A Funny-Money Example
Here’s an example of a funny-money credit bid that actually happened:
There is a bankruptcy auction of a closed-down processing facility in the upper Midwest. Extensive advertising efforts result in a $13 million opening cash bid from a highly qualified buyer, who intends to reopen the facility immediately and start employing many people, purchasing huge quantities of goods and services, paying large amounts of Federal, state, and local taxes, etc. Whereupon, the under-secured creditor counters with a $32 million credit bid . . . and that’s the end of the auction. Thereafter, the facility remains closed for a long time.
There is no way this facility had a fair market value, in that auction, anywhere near the $32 million credit bid. Why did the secured creditor make such a high bid? Only they know. But the immediate effect of their bid is to bury any possibility of an ongoing business that would maximize value for many, many people.
This lender presents a funny-money credit bid. And everyone else pays a heavy price in lost opportunities!
The RadLAX Analysis
The Supreme Court’s analysis in its RadLAX opinion is, almost entirely, a grammatical parsing of Bankruptcy Code language. For example, the Court writes:
“The general/specific canon [of statutory interpretation] is perhaps most frequently applied to statutes in which a general permission or prohibition is contradicted by a specific prohibition or permission. To eliminate the contradiction, the specific provision is construed as an exception to the general one. . . . But the canon has full application as well to statutes such as the one here, in which a general authorization and a more limited, specific authorization exist side-by-side. There the canon avoids not contradiction but the superfluity of a specific provision that is swallowed by the general one, “violat[ing] the cardinal rule that, if possible, effect shall be given to every clause and part of a statute.”
I’m fine with this kind of analysis, of course. Heck, they know vastly more than I about such things.
A Disappointment
But what’s disappointing is this:
Not once does the Supreme Court opinion, in RadLAX, even mention the need for market-driven bidding in bankruptcy auctions to maximize value for everyone.
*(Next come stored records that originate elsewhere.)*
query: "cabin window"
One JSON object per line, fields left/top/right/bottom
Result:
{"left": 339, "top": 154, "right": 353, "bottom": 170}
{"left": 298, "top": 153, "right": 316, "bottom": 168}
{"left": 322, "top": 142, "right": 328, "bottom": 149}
And not once does the Supreme Court give even a nod-of-the-head or of-the-keyboard to the funny-money problem.
–And that’s despite references in the opinion to such statutory criteria as, (i) “common sense” in interpreting §1129(b)(2)(A), (ii) a “fair and equitable” standard for plan confirmation, and (iii) limiting credit bidding rights “for cause” under § 363(k).
In a ruling like RadLAX, it would be helpful to know that the Justices, (i) acknowledge the existence of the funny-money component of credit bidding, and (ii) are making a conscious choice in favor of continuing the funny-money pathology over a more market-driven approach. Otherwise, it looks like they don’t understand what happens out here in the real world of day-to-day bankruptcy cases—or don’t care.